StormArcher commented 6 months ago

Could the author share the code for calculating the model parameters(Param.) and the model computational complexity(MACs) of the pipeline. very thank you!

bokyeong1015 commented 6 months ago

Hi, we've added the code and please run:

pip install thop==0.1.1.post2209072238
python src/count_macs_params.py

Click for the results:

== CompVis/stable-diffusion-v1-4 | 512x512 img generation == [Text Enc] MACs: 6.5G = 6545882112 [Text Enc] Params: 123.1M = 123060480 [U-Net] MACs: 338.7G = 338749194240 [U-Net] Params: 859.5M = 859520964 [Img Dec] MACs: 1240.1G = 1240079532032 [Img Dec] Params: 49.5M = 49490179 [Total] MACs: 1585.4G = 1585374608384 [Total] Params: 1032.1M = 1032071623 == nota-ai/bk-sdm-base | 512x512 img generation == [Text Enc] MACs: 6.5G = 6545882112 [Text Enc] Params: 123.1M = 123060480 [U-Net] MACs: 223.8G = 223755632640 [U-Net] Params: 579.4M = 579384964 [Img Dec] MACs: 1240.1G = 1240079532032 [Img Dec] Params: 49.5M = 49490179 [Total] MACs: 1470.4G = 1470381046784 [Total] Params: 751.9M = 751935623 == nota-ai/bk-sdm-small | 512x512 img generation == [Text Enc] MACs: 6.5G = 6545882112 [Text Enc] Params: 123.1M = 123060480 [U-Net] MACs: 217.7G = 217727959040 [U-Net] Params: 482.3M = 482346884 [Img Dec] MACs: 1240.1G = 1240079532032 [Img Dec] Params: 49.5M = 49490179 [Total] MACs: 1464.4G = 1464353373184 [Total] Params: 654.9M = 654897543 == nota-ai/bk-sdm-tiny | 512x512 img generation == [Text Enc] MACs: 6.5G = 6545882112 [Text Enc] Params: 123.1M = 123060480 [U-Net] MACs: 205.0G = 205035274240 [U-Net] Params: 323.4M = 323384964 [Img Dec] MACs: 1240.1G = 1240079532032 [Img Dec] Params: 49.5M = 49490179 [Total] MACs: 1451.7G = 1451660688384 [Total] Params: 495.9M = 495935623 == runwayml/stable-diffusion-v1-5 | 512x512 img generation == [Text Enc] MACs: 6.5G = 6545882112 [Text Enc] Params: 123.1M = 123060480 [U-Net] MACs: 338.7G = 338749194240 [U-Net] Params: 859.5M = 859520964 [Img Dec] MACs: 1240.1G = 1240079532032 [Img Dec] Params: 49.5M = 49490179 [Total] MACs: 1585.4G = 1585374608384 [Total] Params: 1032.1M = 1032071623 == stabilityai/stable-diffusion-2-1-base | 512x512 img generation == [Text Enc] MACs: 22.3G = 22299160576 [Text Enc] Params: 340.4M = 340387840 [U-Net] MACs: 339.2G = 339241205760 [U-Net] Params: 865.9M = 865910724 [Img Dec] MACs: 1240.1G = 1240079532032 [Img Dec] Params: 49.5M = 49490179 [Total] MACs: 1601.6G = 1601619898368 [Total] Params: 1255.8M = 1255788743 == stabilityai/stable-diffusion-2-1 | 768x768 img generation == [Text Enc] MACs: 22.3G = 22299160576 [Text Enc] Params: 340.4M = 340387840 [U-Net] MACs: 760.8G = 760797839360 [U-Net] Params: 865.9M = 865910724 [Img Dec] MACs: 1240.1G = 1240079532032 [Img Dec] Params: 49.5M = 49490179 [Total] MACs: 2023.2G = 2023176531968 [Total] Params: 1255.8M = 1255788743

StormArcher commented 6 months ago

We followed the author code for testing, and the experimental results show that the results of MACs differ too much from the paper. Is there a problem writing code in this？
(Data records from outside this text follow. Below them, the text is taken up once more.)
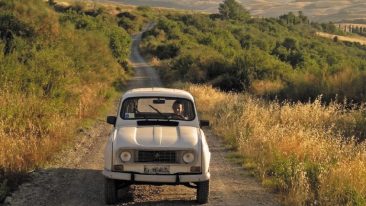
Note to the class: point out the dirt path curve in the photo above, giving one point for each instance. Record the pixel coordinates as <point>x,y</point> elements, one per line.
<point>75,177</point>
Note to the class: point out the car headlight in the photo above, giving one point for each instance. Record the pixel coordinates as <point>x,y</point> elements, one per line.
<point>125,156</point>
<point>188,157</point>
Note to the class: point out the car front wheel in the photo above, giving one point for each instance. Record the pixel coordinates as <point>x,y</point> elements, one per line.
<point>110,191</point>
<point>203,189</point>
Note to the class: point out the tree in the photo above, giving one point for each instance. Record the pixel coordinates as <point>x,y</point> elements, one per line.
<point>231,9</point>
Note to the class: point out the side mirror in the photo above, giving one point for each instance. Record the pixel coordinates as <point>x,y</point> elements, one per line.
<point>111,120</point>
<point>204,123</point>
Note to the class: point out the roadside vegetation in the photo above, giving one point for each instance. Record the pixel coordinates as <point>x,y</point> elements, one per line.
<point>291,103</point>
<point>269,57</point>
<point>56,70</point>
<point>309,152</point>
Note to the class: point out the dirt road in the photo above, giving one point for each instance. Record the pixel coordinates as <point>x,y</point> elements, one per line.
<point>75,177</point>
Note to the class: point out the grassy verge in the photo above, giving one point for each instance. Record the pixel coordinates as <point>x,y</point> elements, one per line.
<point>307,151</point>
<point>56,70</point>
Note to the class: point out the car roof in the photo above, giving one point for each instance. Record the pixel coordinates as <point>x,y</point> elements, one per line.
<point>158,91</point>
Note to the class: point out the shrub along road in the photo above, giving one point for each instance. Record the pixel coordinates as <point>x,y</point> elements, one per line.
<point>75,177</point>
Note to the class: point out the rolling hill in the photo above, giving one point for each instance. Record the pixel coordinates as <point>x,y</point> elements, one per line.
<point>317,10</point>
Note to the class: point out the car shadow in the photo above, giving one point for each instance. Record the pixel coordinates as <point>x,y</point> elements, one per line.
<point>68,186</point>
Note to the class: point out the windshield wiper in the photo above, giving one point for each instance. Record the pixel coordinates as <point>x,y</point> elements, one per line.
<point>163,115</point>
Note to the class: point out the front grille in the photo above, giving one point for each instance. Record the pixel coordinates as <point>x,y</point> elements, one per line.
<point>157,156</point>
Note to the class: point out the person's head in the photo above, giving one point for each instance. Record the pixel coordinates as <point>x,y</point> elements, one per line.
<point>178,107</point>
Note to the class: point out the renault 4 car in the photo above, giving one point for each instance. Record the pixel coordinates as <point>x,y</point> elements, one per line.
<point>156,139</point>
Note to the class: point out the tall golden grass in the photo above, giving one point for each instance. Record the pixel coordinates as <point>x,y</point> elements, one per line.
<point>34,132</point>
<point>307,151</point>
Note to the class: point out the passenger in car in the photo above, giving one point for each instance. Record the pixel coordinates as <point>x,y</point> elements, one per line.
<point>178,109</point>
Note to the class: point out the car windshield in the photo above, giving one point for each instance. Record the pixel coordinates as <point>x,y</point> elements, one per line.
<point>167,108</point>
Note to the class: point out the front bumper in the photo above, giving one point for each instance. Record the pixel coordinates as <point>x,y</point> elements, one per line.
<point>174,178</point>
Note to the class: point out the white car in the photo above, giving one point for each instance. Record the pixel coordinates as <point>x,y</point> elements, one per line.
<point>156,140</point>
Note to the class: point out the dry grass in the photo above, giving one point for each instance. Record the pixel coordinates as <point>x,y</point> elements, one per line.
<point>32,130</point>
<point>360,40</point>
<point>306,151</point>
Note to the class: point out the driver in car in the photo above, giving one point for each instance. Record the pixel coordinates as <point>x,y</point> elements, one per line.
<point>178,109</point>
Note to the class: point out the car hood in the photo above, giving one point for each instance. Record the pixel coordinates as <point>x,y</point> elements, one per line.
<point>151,137</point>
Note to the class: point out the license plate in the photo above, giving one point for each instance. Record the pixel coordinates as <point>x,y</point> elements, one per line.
<point>156,169</point>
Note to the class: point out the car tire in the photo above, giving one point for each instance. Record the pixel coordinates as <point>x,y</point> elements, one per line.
<point>110,191</point>
<point>203,189</point>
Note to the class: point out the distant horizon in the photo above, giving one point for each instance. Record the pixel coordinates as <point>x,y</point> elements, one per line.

== CompVis/stable-diffusion-v1-4 | 512x512 img generation == [Text Enc] MACs: 6.5G = 6545882112 [Text Enc] Params: 123.1M = 123060480 [U-Net] MACs: 0.2G = 232980480 [U-Net] Params: 859.5M = 859520964 [Img Dec] MACs: 1.0G = 981467136 [Img Dec] Params: 49.5M = 49490179 [Total] MACs: 7.8G = 7760329728 [Total] Params: 1032.1M = 1032071623

bokyeong1015 commented 6 months ago

We obtained the results below with the refactored and uploaded code, which are identical to those presented in our paper.

Refer to the previous message for the full results.

== CompVis/stable-diffusion-v1-4 | 512x512 img generation == [Text Enc] MACs: 6.5G = 6545882112 [Text Enc] Params: 123.1M = 123060480 [U-Net] MACs: 338.7G = 338749194240 [U-Net] Params: 859.5M = 859520964 [Img Dec] MACs: 1240.1G = 1240079532032 [Img Dec] Params: 49.5M = 49490179 [Total] MACs: 1585.4G = 1585374608384 [Total] Params: 1032.1M = 1032071623

Could you share the output of pip show thop to check the version and ensure that pip install thop==0.1.1.post2209072238? If you could share the exact procedure or code that you've run, it would help us in reproducing your issue.

StormArcher commented 6 months ago

I ran your code directly, just for "CompVis/stable-diffusion-v1-4",as follows: get_macs_params(model_id="CompVis/stable-diffusion-v1-4", img_size=512, txt_emb_size=768, device=device)

2 . the version is same as you. import thop print(thop.version) 0.1.1

Why is running step 1? batch_size=1 dummy_timesteps = torch.zeros(batch_size).to(device)

How to control the sample step?

The code as follows:

@@ -0,0 +1,62 @@

------------------------------------------------------------------------------------

Copyright 2024. Nota Inc. All Rights Reserved.

------------------------------------------------------------------------------------

import torch from diffusers import StableDiffusionPipeline from thop import profile

def count_params(model): return sum(p.numel() for p in model.parameters())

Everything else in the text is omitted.